Better current with spin electronics

February 22, 2017 | 07:15
The spin of electrons transports information in this conducting layer between two isolators – Image: Christoph Hohmann / NIM
The spin of electrons transports information in this conducting layer between two isolators – Image: Christoph Hohmann / NIM
The ongoing miniaturisation of electronics is expected to reach its limits in the near future. One of the limitations is the size of electrons that are needed in electronic circuits to transport charge from one place to the other, what we usually call ‘current’. To work around this problem a team of scientists from Munich and Kyoto proposes a way to make current “better”, by using the electron’s spin instead of its charge. Enter spin electronics.

It is hoped that the electron spin approach can increase the information density and, while doing so, increase the functionality of future electronics. The scientists have demonstrated the transport of spin information at room temperature in a test setup consisting of a sandwich of lanthanum-aluminate (LaAlO2) and strontium-titanate (SrTiO3). Its is in the boundary layer between the two materials where the magic happens. An extremely thin, electrically conducting layer forms at the interface between the two non-conducting materials — a two-dimensional electron gas — capable of transporting not only charge, but also spin.

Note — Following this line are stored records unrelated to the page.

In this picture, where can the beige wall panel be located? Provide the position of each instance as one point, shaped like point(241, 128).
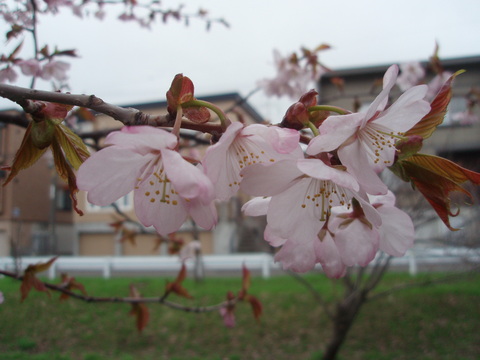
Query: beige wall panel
point(96, 245)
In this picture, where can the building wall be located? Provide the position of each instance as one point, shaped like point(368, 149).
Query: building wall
point(95, 237)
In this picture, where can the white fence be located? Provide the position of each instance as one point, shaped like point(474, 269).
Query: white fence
point(114, 265)
point(262, 263)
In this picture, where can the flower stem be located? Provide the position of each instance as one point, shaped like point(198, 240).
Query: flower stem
point(331, 108)
point(178, 122)
point(312, 127)
point(224, 120)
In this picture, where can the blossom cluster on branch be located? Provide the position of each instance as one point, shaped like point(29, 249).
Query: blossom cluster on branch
point(324, 200)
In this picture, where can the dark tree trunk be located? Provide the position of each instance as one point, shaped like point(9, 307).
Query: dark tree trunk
point(343, 319)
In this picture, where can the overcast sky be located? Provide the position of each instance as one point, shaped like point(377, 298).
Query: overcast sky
point(125, 64)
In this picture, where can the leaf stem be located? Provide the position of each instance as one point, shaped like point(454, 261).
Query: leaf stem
point(331, 108)
point(224, 120)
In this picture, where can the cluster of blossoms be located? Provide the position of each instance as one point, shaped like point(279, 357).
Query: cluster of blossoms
point(324, 204)
point(295, 73)
point(22, 17)
point(56, 70)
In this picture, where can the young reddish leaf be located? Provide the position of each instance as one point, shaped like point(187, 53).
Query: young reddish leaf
point(436, 178)
point(180, 92)
point(297, 115)
point(197, 114)
point(69, 283)
point(128, 235)
point(228, 312)
point(439, 105)
point(256, 306)
point(176, 286)
point(139, 310)
point(30, 280)
point(25, 157)
point(74, 148)
point(246, 279)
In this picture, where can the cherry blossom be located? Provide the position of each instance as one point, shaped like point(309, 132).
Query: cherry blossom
point(356, 238)
point(366, 141)
point(466, 117)
point(166, 187)
point(241, 146)
point(8, 74)
point(291, 80)
point(436, 84)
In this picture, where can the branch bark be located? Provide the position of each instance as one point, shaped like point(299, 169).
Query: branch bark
point(130, 300)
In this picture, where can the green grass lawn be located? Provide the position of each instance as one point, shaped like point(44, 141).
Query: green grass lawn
point(435, 322)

The scientists solved the problem of spin transfer by using a magnetic contact. Microwave radiation forces the electrons into a wobbling precession movement that is conveyed onto the 2D electron gas. The electron gas then transports the spin information to a non-magnetic contact where the spin is absorbed, building up an electric potential in the process.

The next step is to find out how spin electronic components can be made for real.